There were two facets of data sharing and data release (as manifested by the concept of transparency, but can be expanded to any situation where there is data repurposing) that differ from the traditional view of data.
The first facet is that once the data producer has made the data set freely available, that data producer effectively loses control over the use as well as the longevity of the data. Even attempts to restrict the use are limited. For example, if you recall a few years back when AOL released a data set of web searches that turned out to have exposed protected data? Of course they pulled the data set after that was revealed, but just now I was able to find a copy of that data set for download. Despite the intent to regain control and restrict access, that data set’s lifetime has been extended because it was made freely available. I could summarize this first point as this: once released, a data set can have an extended life time.
The second facet involves understanding that the potential for repurposing should impose changes on the lifecycle processes. If we already know that a data set is going to be used by many different consumers, then perhaps those consumers’ needs should be incorporated into the production scheme for that data.
In most cases there is just no framework for addressing either of these issues.
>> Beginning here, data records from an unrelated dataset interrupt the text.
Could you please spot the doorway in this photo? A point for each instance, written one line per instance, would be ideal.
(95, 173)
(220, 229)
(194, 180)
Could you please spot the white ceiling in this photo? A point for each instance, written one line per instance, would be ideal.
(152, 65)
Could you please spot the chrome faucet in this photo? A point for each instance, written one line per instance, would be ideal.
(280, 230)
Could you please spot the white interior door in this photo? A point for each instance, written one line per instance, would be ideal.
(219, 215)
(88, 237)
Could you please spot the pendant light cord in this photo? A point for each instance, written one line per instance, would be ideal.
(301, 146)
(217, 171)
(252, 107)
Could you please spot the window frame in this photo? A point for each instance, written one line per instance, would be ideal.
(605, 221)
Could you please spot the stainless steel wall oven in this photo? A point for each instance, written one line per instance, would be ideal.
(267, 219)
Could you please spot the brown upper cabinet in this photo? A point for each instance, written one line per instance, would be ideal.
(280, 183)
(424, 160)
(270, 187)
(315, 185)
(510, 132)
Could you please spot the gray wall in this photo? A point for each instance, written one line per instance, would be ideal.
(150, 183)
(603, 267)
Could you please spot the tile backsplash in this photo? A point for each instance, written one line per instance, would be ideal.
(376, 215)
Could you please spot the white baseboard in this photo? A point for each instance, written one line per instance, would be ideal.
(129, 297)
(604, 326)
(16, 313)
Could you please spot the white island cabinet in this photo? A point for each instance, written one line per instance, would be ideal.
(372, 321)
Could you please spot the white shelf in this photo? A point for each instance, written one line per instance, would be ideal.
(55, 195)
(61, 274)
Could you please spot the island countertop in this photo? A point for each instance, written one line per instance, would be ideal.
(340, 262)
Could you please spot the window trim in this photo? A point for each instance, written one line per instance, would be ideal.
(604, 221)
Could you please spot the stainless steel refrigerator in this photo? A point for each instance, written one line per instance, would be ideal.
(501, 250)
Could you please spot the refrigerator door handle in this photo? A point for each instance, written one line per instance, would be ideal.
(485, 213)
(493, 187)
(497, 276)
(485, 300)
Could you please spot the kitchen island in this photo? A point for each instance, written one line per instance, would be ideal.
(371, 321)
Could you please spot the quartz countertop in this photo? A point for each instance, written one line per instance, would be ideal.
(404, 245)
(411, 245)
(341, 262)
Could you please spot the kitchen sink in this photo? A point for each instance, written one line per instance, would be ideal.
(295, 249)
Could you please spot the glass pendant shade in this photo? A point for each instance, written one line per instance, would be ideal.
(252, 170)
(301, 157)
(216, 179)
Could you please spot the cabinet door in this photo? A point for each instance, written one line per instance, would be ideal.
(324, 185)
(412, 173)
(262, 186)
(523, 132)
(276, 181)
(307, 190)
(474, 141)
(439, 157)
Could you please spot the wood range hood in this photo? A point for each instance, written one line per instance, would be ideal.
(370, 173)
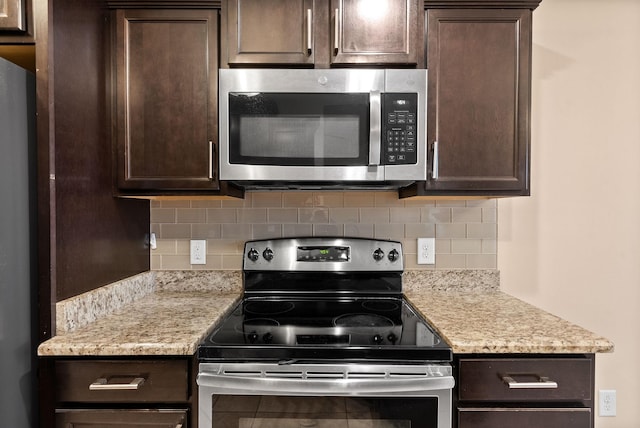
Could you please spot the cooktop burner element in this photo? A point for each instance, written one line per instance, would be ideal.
(317, 299)
(356, 321)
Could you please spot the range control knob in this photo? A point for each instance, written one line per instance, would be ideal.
(268, 254)
(253, 337)
(253, 255)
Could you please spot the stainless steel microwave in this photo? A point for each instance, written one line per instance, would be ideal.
(301, 128)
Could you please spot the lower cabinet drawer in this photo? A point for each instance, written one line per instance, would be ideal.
(524, 418)
(121, 381)
(525, 379)
(121, 418)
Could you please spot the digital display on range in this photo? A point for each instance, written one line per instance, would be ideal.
(323, 254)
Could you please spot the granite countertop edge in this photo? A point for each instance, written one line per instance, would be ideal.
(465, 307)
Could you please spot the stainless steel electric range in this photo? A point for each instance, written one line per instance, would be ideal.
(324, 337)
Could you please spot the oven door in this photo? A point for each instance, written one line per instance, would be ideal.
(300, 125)
(331, 396)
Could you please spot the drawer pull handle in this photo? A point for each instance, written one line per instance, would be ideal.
(542, 383)
(101, 384)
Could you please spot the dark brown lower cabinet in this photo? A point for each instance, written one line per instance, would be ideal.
(524, 391)
(154, 392)
(524, 417)
(121, 418)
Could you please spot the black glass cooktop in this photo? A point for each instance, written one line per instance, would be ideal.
(351, 328)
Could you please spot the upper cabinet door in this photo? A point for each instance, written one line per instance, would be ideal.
(166, 99)
(270, 31)
(321, 33)
(478, 111)
(12, 15)
(376, 32)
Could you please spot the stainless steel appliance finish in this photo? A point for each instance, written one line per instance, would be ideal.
(311, 128)
(324, 319)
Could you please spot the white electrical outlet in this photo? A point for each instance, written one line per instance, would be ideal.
(198, 252)
(607, 402)
(426, 251)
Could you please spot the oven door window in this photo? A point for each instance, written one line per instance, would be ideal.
(233, 411)
(293, 129)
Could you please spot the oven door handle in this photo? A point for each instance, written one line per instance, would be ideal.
(258, 385)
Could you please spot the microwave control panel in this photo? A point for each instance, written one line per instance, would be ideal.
(399, 128)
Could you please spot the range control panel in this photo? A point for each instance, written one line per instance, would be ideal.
(323, 254)
(399, 130)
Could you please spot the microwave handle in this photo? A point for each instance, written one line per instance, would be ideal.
(375, 113)
(436, 162)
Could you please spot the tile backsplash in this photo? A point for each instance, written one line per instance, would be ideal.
(465, 230)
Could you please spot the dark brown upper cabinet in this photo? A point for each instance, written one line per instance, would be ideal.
(166, 73)
(478, 112)
(12, 15)
(322, 33)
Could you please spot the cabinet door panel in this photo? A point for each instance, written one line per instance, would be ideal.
(121, 418)
(270, 31)
(163, 381)
(479, 99)
(12, 15)
(524, 418)
(385, 31)
(166, 99)
(485, 379)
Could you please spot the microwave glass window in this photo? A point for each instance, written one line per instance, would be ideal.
(299, 129)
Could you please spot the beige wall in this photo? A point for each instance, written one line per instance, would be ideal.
(573, 247)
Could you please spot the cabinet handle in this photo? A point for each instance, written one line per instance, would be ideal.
(434, 171)
(336, 30)
(211, 149)
(309, 31)
(542, 383)
(101, 384)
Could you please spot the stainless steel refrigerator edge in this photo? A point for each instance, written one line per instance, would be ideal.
(17, 246)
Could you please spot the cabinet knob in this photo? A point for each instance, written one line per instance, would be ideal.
(102, 384)
(541, 383)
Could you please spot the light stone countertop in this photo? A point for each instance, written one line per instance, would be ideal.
(178, 312)
(495, 322)
(161, 323)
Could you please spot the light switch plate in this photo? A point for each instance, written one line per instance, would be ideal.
(198, 252)
(426, 251)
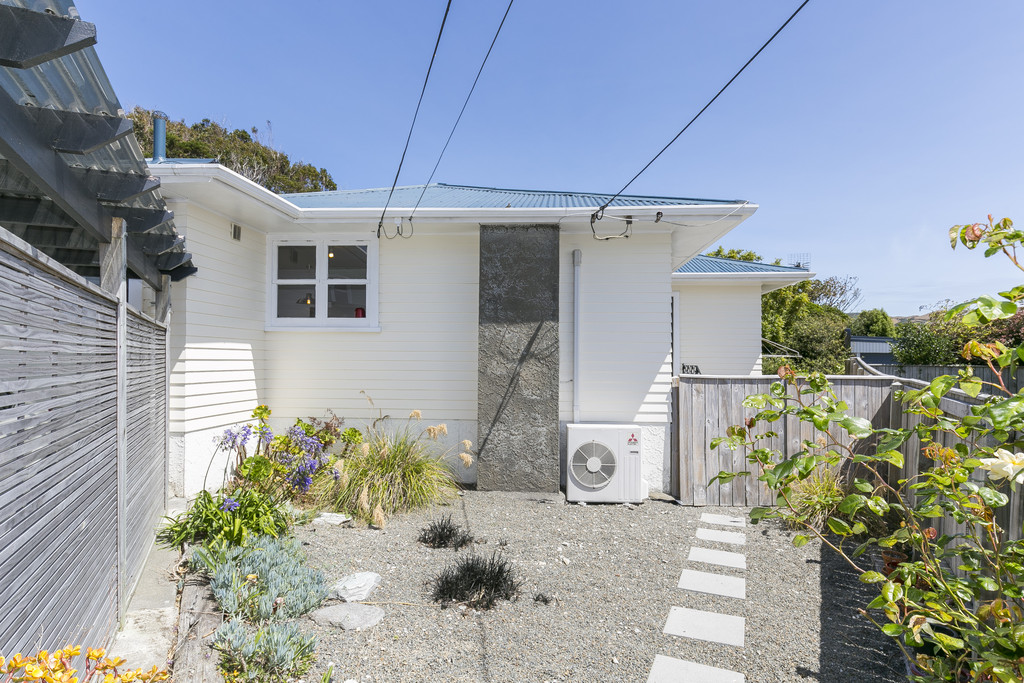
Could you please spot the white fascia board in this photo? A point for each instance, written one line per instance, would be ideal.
(176, 177)
(768, 281)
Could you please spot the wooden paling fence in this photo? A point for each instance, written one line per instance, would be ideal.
(707, 406)
(83, 450)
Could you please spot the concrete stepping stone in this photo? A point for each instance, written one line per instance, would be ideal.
(350, 616)
(718, 536)
(699, 625)
(715, 584)
(331, 518)
(671, 670)
(355, 587)
(722, 520)
(720, 557)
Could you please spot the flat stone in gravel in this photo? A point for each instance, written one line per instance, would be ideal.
(332, 518)
(355, 587)
(350, 616)
(670, 670)
(706, 626)
(716, 584)
(720, 557)
(718, 536)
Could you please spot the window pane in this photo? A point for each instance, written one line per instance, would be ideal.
(296, 262)
(347, 262)
(346, 301)
(296, 301)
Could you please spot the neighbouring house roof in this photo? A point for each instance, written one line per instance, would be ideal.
(441, 196)
(704, 263)
(69, 161)
(707, 269)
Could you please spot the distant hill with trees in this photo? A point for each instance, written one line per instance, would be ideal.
(241, 151)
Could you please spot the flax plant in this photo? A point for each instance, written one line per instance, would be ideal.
(397, 467)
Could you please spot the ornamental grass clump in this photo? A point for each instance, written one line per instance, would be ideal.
(953, 597)
(396, 468)
(444, 534)
(265, 582)
(476, 582)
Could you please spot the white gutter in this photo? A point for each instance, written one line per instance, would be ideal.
(577, 262)
(172, 174)
(768, 281)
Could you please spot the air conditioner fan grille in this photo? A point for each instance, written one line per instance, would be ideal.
(593, 465)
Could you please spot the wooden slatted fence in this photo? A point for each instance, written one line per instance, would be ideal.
(59, 510)
(145, 458)
(707, 406)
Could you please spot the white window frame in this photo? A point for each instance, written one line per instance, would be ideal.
(320, 284)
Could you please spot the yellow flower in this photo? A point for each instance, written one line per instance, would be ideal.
(1006, 465)
(33, 672)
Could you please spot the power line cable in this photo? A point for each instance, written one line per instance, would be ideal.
(463, 111)
(380, 223)
(600, 212)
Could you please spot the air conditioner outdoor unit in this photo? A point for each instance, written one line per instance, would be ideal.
(603, 464)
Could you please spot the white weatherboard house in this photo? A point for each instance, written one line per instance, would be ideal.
(505, 314)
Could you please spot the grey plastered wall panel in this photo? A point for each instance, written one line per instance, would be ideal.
(517, 394)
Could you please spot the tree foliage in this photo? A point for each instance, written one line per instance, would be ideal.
(872, 323)
(242, 151)
(938, 341)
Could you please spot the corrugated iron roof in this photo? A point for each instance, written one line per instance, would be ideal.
(76, 83)
(716, 264)
(440, 196)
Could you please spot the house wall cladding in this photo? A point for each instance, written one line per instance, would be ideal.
(58, 455)
(517, 410)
Rather, this is a data governance challenge: can you define a set of data policies that are attached to the use of a released data set? Are there licensing implications, a standard for use? Are there ways of incorporating public response or comment on the information lifecycle? Perhaps we need to envision a method for incorporating the data requirements of an elastic constituency through collaboration and cooperation to develop a happy medium: one where the producer promises to incorporate a broad yet incrementally growing set of consumer requirements in return for consumer promises of observance of usage policies.